Does quantum entanglement depend on the chosen basis?

[zonde]

First of all, "subsystem" can also refer to two (compatible) quantities for a single particle (as in the example of the SG experiment, where one spin component, usually $\sigma_z$, and position are compatible observables),

I'm not sure I understand your definition of "subsystem". In SG experiment you measure only position. If spin is another "subsystem" how do you even perform it's measurement?

 

[martinbn]

It's probably clearer to say "measurement setup" than "basis".

Well, the thread is about whether the definition of entanglement depends on the choice of basis.

You can also find comments in section 1.2.4 of https://arxiv.org/abs/1302.4654.

A dissertation at the Budapest University of Technology and Economics is hardly the definitive reference. Nevertheless, in section 1.2.4 they do not discuss dependence on basis. They discuss the factorization of the Hilbert space into a product of two spaces. My guess is that you are confusing that with the choice of basis.

 

[vanhees71]

Well, I think that the confusion is due to the fact that there seem to be the two slightly different definitions of "entanglement". Having read a bit in the nice review paper by the Horodecki family,

https://doi.org/10.1103/RevModPhys.81.865
https://arxiv.org/abs/quant-ph/0702225

I come to the conclusion that indeed the stronger assumption that a state is considered on-entangled (separable) iff the state doesn't factorize into a direct product, $\hat{\rho} = \hat{\rho}_A \otimes \hat{\rho}_B$ (for the case that one consideres the factorization in only two distinct subsystems (bipartite entanglement)). This is a basis-independent statement, but it's not a simple task to figure out for a given state whether it's entangled or not (except for a pure state for the entire system as discussed in #30). The Horodeckis seem to be the experts having investigated this question in great detail and for the most general cases. So the above cited RMP article seems to be pretty authorative.
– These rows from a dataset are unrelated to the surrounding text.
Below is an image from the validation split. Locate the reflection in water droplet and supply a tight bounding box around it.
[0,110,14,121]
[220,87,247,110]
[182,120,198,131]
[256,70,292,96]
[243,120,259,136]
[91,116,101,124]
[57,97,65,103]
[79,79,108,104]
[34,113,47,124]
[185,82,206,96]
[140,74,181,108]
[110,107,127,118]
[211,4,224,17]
BTW I'd say that a dissertation from a well-respected university can be considered a definitive reference since it's usually as much peer reviewed (if not with more care) as a usual peer-reviewed paper in a well-respected scientific journal. In the case of the dissertation quoted above, this is the more credible since it seems to be based on several publications in peer-reviewed well-respected scientific journals.